How-To Guide

How to Choose a Control Transformer

Choose a control transformer by the actual control-circuit burden, not just the steady-state load. In most industrial panels that means adding the continuous burden, checking the largest expected inrush burden, and then rounding to a standard VA size that the manufacturer supports.

Difficulty: IntermediatePosted: 2026-03-15

Quick answer

Choose a control transformer by the actual control-circuit burden, not just the steady-state load.

Table of contents

  1. Start with the real control burden
  2. Round to a real standard size
  3. What to verify before buying
  4. Common mistakes
  5. FAQ

When this matters

This matters when a starter bucket, control panel, or retrofit needs a control transformer for coils, relays, indicators, or similar control loads and the team wants a solid first-pass selection before checking the final catalog table.

Start with the real control burden

A control transformer is selected from the burden it has to support. That means the continuous control load plus the largest inrush event the circuit expects, not just the quiet steady-state condition after everything has already pulled in.

This is why control-power sizing references look at coil burden and inrush burden together when they walk through a transformer choice.

Round to a real standard size

Once the estimated burden is understood, the next step is to move up to a standard VA size the manufacturer actually offers. That keeps the early estimate aligned with real catalog options instead of an exact number that cannot be purchased.

  • List the steady-state burden of relays, contactors, indicators, and similar control loads.
  • Identify the largest inrush burden expected at one time.
  • Apply a practical design margin and round up to a standard VA size.
  • Review the protection and fuse recommendations separately.

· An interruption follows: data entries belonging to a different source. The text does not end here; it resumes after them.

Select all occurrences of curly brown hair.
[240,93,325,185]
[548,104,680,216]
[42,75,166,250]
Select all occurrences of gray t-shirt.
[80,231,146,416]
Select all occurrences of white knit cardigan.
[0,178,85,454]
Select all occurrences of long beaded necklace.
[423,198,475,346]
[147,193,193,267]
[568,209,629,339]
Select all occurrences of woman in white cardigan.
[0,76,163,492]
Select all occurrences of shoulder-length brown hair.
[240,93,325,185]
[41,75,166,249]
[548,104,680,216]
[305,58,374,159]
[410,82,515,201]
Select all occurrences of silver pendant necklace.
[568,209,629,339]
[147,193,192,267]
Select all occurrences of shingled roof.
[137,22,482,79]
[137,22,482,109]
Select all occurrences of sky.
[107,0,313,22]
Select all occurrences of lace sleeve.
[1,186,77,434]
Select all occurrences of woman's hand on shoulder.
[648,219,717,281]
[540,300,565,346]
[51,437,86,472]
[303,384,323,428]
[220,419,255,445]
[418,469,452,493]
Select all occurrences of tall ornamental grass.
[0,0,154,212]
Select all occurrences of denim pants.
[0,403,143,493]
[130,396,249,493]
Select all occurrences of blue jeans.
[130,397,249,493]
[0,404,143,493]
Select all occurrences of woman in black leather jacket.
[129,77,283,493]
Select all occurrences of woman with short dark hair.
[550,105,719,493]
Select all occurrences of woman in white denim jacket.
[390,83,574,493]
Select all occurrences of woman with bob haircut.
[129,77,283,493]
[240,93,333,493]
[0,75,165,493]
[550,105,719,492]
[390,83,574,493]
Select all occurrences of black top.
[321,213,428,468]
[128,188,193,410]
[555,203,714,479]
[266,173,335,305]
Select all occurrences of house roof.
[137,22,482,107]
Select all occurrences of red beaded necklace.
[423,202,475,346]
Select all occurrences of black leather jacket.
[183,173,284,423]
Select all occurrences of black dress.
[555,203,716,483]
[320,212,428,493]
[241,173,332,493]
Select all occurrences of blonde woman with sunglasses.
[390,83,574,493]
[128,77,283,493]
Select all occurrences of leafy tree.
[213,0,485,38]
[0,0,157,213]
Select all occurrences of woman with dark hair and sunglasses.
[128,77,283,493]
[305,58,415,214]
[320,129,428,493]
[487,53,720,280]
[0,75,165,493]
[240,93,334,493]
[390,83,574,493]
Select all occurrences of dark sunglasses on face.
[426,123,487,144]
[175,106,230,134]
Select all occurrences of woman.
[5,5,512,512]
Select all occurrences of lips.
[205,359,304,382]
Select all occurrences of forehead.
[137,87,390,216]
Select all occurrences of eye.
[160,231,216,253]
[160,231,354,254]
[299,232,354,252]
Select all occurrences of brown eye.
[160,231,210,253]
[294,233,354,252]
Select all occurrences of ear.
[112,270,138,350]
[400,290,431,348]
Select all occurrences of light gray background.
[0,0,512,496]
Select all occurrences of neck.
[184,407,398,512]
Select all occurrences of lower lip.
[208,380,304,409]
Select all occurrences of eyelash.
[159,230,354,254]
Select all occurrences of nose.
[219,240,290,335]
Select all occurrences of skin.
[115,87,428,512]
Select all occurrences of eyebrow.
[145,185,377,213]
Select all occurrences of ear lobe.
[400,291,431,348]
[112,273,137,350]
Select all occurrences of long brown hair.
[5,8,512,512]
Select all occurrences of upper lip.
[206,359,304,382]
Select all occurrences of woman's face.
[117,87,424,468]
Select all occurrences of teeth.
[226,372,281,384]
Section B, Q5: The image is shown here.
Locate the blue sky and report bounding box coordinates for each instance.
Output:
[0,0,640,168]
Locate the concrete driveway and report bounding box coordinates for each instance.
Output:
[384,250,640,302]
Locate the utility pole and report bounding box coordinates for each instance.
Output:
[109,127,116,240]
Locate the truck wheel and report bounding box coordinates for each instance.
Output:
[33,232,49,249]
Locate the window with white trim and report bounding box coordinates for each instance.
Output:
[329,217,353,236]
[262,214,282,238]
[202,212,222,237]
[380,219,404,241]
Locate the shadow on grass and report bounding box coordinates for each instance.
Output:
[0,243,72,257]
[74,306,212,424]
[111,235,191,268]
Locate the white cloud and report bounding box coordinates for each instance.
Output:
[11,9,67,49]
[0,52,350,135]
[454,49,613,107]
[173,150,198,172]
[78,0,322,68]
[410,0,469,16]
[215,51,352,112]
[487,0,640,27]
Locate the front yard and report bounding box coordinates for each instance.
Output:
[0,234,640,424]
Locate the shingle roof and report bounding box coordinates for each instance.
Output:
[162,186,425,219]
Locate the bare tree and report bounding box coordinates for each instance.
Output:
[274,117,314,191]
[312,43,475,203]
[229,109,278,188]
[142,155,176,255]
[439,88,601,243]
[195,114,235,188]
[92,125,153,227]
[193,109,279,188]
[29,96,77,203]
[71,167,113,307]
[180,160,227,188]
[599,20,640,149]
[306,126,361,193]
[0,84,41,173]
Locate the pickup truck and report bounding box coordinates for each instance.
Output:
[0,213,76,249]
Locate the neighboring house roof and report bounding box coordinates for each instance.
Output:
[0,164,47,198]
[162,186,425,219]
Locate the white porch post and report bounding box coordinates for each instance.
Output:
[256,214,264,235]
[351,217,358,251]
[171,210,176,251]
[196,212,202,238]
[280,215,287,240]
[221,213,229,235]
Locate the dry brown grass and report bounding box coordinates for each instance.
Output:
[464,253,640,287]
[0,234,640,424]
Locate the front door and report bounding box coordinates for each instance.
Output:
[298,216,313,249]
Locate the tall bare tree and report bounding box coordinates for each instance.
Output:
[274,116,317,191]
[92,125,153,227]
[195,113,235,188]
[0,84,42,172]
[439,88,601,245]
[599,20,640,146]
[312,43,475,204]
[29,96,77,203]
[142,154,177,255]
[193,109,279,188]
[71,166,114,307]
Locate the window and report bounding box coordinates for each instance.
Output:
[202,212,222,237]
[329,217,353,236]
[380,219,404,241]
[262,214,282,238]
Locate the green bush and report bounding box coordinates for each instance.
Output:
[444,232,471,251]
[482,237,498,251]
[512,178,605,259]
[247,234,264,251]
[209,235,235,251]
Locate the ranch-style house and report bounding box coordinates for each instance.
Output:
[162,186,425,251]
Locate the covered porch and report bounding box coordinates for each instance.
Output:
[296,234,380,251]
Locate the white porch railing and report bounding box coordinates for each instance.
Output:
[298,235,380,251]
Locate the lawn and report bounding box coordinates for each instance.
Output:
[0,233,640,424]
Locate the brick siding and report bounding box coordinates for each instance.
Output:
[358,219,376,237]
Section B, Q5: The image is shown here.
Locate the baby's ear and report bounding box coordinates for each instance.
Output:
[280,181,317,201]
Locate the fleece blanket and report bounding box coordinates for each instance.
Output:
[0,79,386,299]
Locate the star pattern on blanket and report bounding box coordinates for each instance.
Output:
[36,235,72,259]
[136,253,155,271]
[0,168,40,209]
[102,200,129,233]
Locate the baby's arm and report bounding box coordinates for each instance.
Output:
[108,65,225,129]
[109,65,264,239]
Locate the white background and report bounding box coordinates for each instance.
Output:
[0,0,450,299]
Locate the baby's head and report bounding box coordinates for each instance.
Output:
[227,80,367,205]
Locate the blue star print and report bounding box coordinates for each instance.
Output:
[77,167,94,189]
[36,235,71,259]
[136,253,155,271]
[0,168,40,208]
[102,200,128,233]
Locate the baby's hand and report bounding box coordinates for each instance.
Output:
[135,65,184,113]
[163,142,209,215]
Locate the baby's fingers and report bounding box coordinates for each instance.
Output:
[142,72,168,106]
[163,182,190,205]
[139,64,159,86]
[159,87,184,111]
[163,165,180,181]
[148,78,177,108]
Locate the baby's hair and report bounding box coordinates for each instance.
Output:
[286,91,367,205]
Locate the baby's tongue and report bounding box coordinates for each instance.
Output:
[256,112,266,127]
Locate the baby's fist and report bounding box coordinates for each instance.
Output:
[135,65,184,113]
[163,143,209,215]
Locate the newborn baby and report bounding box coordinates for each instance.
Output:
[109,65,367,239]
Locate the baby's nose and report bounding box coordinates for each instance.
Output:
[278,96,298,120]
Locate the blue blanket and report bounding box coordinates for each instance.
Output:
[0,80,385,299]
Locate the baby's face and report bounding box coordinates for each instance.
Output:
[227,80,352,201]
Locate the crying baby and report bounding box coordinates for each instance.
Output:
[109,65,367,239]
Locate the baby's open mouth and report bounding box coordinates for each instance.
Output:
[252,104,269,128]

What to verify before buying

  • Primary and secondary voltage requirements
  • Largest expected inrush burden
  • Continuous control burden
  • Standard VA size availability
  • Primary and secondary protection strategy

Common mistakes

  • Sizing from holding VA only and ignoring the largest inrush load.
  • Picking a transformer size without checking common standard VA steps.
  • Treating transformer sizing and fuse review as the same decision.
  • Assuming every coil or inrush event happens the same way in every circuit.

Important note

Use this page as a sizing path, not a final release. Always verify the complete control burden, transformer rating table, protection, and wiring against the actual manufacturer's data and the finished control circuit.

FAQ

Should I size a control transformer from sealed VA only?

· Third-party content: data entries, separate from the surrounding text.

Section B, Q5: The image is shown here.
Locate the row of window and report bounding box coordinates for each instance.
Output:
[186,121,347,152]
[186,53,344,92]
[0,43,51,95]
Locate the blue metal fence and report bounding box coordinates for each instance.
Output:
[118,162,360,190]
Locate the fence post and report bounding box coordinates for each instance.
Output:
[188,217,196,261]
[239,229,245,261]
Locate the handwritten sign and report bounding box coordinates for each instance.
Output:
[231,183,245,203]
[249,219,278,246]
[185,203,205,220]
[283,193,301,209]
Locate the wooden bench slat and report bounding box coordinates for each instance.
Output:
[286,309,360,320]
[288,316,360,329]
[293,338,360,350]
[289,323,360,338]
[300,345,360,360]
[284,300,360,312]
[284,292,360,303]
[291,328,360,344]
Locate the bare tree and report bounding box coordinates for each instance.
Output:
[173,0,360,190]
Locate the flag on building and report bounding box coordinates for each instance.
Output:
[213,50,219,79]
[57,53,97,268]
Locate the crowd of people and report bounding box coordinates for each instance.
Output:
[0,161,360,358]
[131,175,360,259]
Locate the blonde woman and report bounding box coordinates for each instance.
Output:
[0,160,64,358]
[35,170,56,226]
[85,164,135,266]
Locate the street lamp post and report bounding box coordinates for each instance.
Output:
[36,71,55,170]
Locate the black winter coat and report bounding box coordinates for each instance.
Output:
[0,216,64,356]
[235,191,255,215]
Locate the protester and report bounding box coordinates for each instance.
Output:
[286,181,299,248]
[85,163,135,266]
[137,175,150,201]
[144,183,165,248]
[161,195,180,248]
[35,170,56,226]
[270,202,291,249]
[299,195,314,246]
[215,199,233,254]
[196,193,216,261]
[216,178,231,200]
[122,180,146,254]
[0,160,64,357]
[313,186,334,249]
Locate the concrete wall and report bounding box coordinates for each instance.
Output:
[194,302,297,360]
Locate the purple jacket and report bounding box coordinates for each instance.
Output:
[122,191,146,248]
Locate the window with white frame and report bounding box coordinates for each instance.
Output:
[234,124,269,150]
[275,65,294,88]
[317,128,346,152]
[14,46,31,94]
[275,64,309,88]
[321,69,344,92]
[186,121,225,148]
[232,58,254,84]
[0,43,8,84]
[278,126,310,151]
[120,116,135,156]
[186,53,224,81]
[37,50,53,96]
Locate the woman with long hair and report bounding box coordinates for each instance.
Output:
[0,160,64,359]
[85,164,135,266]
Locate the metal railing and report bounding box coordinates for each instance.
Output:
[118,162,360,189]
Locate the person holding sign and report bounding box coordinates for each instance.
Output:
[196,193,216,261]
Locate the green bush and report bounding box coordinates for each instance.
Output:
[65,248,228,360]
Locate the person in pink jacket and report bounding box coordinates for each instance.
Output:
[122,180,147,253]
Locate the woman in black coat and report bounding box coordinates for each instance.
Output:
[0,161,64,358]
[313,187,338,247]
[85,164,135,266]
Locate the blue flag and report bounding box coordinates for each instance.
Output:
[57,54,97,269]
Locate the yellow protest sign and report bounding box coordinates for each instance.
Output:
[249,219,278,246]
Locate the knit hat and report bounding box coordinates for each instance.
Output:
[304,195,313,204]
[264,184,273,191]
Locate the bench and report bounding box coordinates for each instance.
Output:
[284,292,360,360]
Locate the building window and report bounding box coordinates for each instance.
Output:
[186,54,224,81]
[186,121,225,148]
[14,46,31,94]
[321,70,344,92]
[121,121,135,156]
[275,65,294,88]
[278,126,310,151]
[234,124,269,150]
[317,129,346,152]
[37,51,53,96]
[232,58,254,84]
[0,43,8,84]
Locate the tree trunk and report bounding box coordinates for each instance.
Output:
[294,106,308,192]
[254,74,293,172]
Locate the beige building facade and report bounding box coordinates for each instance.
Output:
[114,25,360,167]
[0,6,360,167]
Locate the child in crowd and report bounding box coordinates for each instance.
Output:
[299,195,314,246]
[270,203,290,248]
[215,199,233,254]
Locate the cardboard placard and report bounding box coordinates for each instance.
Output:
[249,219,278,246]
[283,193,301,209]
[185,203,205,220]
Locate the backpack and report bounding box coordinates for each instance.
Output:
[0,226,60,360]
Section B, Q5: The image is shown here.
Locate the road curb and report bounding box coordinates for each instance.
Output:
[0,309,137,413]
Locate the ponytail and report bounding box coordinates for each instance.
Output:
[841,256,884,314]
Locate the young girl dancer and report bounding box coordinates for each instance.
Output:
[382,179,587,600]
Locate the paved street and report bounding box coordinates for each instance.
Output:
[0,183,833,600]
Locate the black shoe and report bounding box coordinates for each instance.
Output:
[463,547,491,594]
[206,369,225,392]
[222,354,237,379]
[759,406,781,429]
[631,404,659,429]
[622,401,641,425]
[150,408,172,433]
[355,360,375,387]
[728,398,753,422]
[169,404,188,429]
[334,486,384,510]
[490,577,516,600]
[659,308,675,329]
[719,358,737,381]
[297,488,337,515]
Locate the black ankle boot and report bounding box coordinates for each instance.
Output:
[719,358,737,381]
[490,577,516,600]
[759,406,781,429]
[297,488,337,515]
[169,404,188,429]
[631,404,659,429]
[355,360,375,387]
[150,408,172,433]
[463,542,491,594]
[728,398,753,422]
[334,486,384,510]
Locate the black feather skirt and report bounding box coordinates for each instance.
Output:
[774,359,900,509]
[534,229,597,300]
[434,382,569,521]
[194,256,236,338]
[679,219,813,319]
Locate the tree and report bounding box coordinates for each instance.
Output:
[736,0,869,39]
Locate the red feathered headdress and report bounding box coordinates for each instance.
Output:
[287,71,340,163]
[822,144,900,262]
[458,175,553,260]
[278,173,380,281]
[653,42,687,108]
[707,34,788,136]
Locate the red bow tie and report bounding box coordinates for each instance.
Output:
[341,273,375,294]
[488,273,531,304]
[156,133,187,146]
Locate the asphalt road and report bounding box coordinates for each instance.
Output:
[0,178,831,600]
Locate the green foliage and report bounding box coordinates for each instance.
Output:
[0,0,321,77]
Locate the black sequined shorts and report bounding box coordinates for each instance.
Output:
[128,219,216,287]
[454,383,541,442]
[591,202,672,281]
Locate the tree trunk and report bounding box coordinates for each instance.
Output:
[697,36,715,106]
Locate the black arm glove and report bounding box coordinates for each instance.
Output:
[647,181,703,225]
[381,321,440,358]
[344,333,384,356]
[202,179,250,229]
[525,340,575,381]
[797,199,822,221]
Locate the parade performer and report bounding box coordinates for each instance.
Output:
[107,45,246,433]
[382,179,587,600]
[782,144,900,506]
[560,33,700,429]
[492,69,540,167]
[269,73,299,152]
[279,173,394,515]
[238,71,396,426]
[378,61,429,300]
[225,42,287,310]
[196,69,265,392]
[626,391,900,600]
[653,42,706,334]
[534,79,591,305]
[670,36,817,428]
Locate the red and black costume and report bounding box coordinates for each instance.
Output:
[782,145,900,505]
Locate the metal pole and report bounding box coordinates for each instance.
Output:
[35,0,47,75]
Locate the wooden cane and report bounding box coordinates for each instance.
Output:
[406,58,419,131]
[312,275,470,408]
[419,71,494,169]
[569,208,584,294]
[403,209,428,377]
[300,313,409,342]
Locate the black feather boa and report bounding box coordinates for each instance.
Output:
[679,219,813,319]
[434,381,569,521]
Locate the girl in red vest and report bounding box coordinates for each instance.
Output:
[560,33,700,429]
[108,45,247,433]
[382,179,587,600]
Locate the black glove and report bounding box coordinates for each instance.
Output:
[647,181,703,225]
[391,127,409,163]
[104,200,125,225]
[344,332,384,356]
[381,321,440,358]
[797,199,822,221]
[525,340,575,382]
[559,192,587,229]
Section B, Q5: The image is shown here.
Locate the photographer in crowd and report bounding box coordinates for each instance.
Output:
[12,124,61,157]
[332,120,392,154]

Usually no. The largest expected inrush burden also needs to be part of the estimate.

Does the VA estimate finish the job by itself?

No. The final transformer choice still needs a catalog-table check plus protection and wiring review.

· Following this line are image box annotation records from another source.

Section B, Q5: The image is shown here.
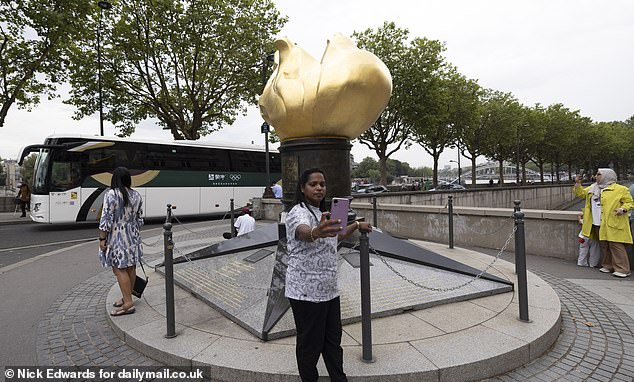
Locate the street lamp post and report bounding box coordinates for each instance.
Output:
[261,53,275,198]
[97,0,112,137]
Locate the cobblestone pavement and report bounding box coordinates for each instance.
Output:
[489,272,634,382]
[37,271,634,382]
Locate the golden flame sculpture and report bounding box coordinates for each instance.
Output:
[259,33,392,141]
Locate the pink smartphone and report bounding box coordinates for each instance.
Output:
[330,198,350,234]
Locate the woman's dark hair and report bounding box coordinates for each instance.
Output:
[110,167,132,206]
[291,168,326,212]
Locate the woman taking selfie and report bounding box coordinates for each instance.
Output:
[286,168,372,381]
[99,167,143,316]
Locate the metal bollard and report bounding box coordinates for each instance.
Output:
[165,204,176,223]
[372,195,379,227]
[229,198,236,237]
[513,206,530,322]
[447,195,453,248]
[359,232,375,363]
[163,221,176,338]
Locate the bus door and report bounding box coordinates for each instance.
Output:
[49,161,82,223]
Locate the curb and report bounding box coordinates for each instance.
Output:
[0,218,35,225]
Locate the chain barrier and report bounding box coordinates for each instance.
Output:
[370,226,517,292]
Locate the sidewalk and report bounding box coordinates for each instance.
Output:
[28,222,634,382]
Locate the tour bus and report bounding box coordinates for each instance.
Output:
[19,135,281,224]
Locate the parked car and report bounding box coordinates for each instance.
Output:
[429,183,466,191]
[352,183,374,194]
[363,184,388,194]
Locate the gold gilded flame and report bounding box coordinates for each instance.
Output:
[259,33,392,141]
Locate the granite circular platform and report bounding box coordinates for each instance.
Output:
[104,241,561,382]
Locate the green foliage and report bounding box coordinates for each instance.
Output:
[68,0,286,139]
[0,0,94,127]
[352,22,413,185]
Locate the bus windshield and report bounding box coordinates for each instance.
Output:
[32,150,50,195]
[33,149,81,195]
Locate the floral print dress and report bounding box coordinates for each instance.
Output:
[99,189,143,268]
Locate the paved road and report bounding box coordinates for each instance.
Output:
[0,218,229,268]
[0,216,229,366]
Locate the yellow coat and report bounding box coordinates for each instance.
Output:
[573,183,634,244]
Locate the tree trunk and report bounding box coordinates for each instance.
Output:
[379,157,387,186]
[498,160,504,185]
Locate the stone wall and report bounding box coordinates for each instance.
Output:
[354,184,574,210]
[254,186,581,260]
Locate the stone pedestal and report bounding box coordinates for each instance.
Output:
[279,138,352,206]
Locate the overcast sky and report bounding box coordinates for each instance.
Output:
[0,0,634,167]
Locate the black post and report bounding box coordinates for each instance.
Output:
[260,53,275,198]
[229,198,236,237]
[165,204,176,223]
[372,195,379,227]
[359,232,375,363]
[447,195,453,248]
[163,221,176,338]
[513,200,522,274]
[513,204,530,322]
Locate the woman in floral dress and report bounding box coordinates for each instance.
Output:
[99,167,143,316]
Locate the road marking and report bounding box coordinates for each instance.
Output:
[0,237,97,252]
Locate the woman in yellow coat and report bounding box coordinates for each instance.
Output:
[574,168,634,277]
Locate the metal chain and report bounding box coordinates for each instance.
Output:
[370,226,517,292]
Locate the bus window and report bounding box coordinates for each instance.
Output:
[31,150,51,195]
[87,148,128,173]
[51,162,80,191]
[231,150,266,173]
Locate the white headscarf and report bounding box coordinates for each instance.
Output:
[588,168,617,200]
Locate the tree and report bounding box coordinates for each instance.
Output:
[352,22,411,185]
[403,63,471,187]
[522,104,548,183]
[446,79,482,184]
[0,157,7,186]
[0,0,95,127]
[476,91,523,184]
[67,0,286,139]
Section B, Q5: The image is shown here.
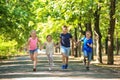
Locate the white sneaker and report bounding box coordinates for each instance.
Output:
[52,63,55,66]
[49,68,52,71]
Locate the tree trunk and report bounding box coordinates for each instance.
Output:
[85,19,94,60]
[94,5,102,63]
[107,0,116,65]
[75,28,78,57]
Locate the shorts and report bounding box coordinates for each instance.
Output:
[29,49,38,54]
[61,46,70,57]
[83,50,92,61]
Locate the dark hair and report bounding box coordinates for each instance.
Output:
[46,35,52,38]
[86,31,91,34]
[62,25,67,28]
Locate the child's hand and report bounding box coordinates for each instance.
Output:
[75,42,79,46]
[87,43,90,46]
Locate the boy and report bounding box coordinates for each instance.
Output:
[60,26,72,69]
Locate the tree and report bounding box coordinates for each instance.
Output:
[94,0,102,63]
[107,0,116,64]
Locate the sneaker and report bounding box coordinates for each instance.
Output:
[65,64,68,69]
[49,68,52,71]
[52,63,55,66]
[86,67,90,71]
[33,68,36,72]
[83,59,86,65]
[62,65,65,69]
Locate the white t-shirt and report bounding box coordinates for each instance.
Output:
[46,42,54,54]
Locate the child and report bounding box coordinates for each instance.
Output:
[60,26,72,69]
[43,35,54,70]
[27,30,40,71]
[78,31,93,70]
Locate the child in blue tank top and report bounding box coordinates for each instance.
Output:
[78,31,93,70]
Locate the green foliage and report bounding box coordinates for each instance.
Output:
[0,0,120,58]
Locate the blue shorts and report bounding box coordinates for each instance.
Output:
[83,50,92,61]
[29,49,38,54]
[61,46,70,57]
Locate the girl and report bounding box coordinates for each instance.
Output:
[78,31,93,70]
[27,30,40,71]
[60,26,73,69]
[43,35,54,70]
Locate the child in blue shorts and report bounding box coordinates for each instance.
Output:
[60,26,72,69]
[78,31,93,70]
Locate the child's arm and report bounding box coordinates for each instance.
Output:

Technical Information Notice

The information in this article is provided for general educational and reference purposes. Industrial equipment selection, installation, and operation should always be verified against manufacturer documentation, applicable electrical codes, and the requirements of the specific application.

Strike Industrial does not design electrical systems and cannot evaluate every operating condition. Before installing or modifying industrial equipment, consult qualified personnel such as a licensed electrician, controls engineer, or equipment manufacturer when appropriate.